Just kind of curious what all y'all's hangover remedies are?!?! Being I'm a Texan it's always a whataburger cheeseburger and a huge dr.pepper!


----------



## Bigboypolaris (Oct 7, 2012)

Same here buddy!!!


----------



## CRAZYCRACKAZ71 (Oct 8, 2011)

here im a louisiana its another budlight lol


----------



## Riot936 (Mar 16, 2012)

CRAZYCRACKAZ71 said:


> here im a louisiana its another budlight lol


 
Oh no no light beer for me. It's full flavor or nothing. Budweiser is the king of beers!


----------



## narfbrain (Sep 25, 2012)

just did okterberfest celebration last night awesome night of german beers and drinking games and for some reason i feel great this morning!!!!


----------



## Injected (Mar 21, 2010)

Gatorade


----------



## mossyoak54 (Jan 16, 2012)

Gallon of water and 4 Advil. Sometimes it works. 


Sent from the mans IPhone.


----------



## filthyredneck (Feb 10, 2010)

For me, like the first post says.....get somethin to eat!


----------



## Riot936 (Mar 16, 2012)

I always chug a Gatorade and take 4 ibuprofen before I go to bed as well and that helps more than doing it when you wake up


Should be snappin axles, drinkin beer, and causing general mayhem instead of using Tapatalk


----------



## lilbigtonka (Dec 30, 2008)

Def a good breakfast and a redbull never fails 

the wetter the better


----------



## DaveMK1 (Nov 8, 2009)

Hot shower in the morning than no matter how much it hurts, get active and start sweating. Works for me every time


----------



## mossyoak54 (Jan 16, 2012)

DaveMK1 said:


> Hot shower in the morning than no matter how much it hurts, get active and start sweating. Works for me every time


Yup a good couple miles gets it out of your system. 

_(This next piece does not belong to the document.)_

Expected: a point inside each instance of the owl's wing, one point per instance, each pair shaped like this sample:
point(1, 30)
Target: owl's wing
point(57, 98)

Sent from the mans IPhone.


----------



## Riot936 (Mar 16, 2012)

^^^thats the last thing I think about lol usually we spend most of the day trying to recap the night before haha


Should be snappin axles, drinkin beer, and causing general mayhem instead of using Tapatalk


----------



## blue beast (Feb 16, 2010)

drink another beer does the trick


----------



## walker (Apr 5, 2009)

a greasy breakfast taco and a 12 pack .. gets you right ...


----------



## browland (Apr 4, 2009)

2 BC powders followed by beer and grub ..


----------



## Litenyaup (Aug 28, 2011)

Alkaseltzer morning relief before bed....works every time!


----------



## JstWantoRide (Sep 1, 2011)

Porkroll egg and cheese with hash browns all packed on an everything bagel. mmmmm

And you can only get Porkroll in New Jersey


----------



## Riot936 (Mar 16, 2012)

Before I say that sound horrible, wth is a porkroll


Should be snappin axles, drinkin beer, and causing general mayhem instead of using Tapatalk


----------



## sloboy (Oct 11, 2010)

walker said:


> a greasy breakfast taco and a 12 pack .. gets you right ...


 
Greasy fried chicken and a fence post!!!!


----------



## Riot936 (Mar 16, 2012)

Just did the whataburger dr pepper tradition again haha


Should be snappin axles, drinkin beer, and causing general mayhem instead of using Tapatalk


----------



## sloboy (Oct 11, 2010)

No hangover today.


----------



## sloboy (Oct 11, 2010)

...


----------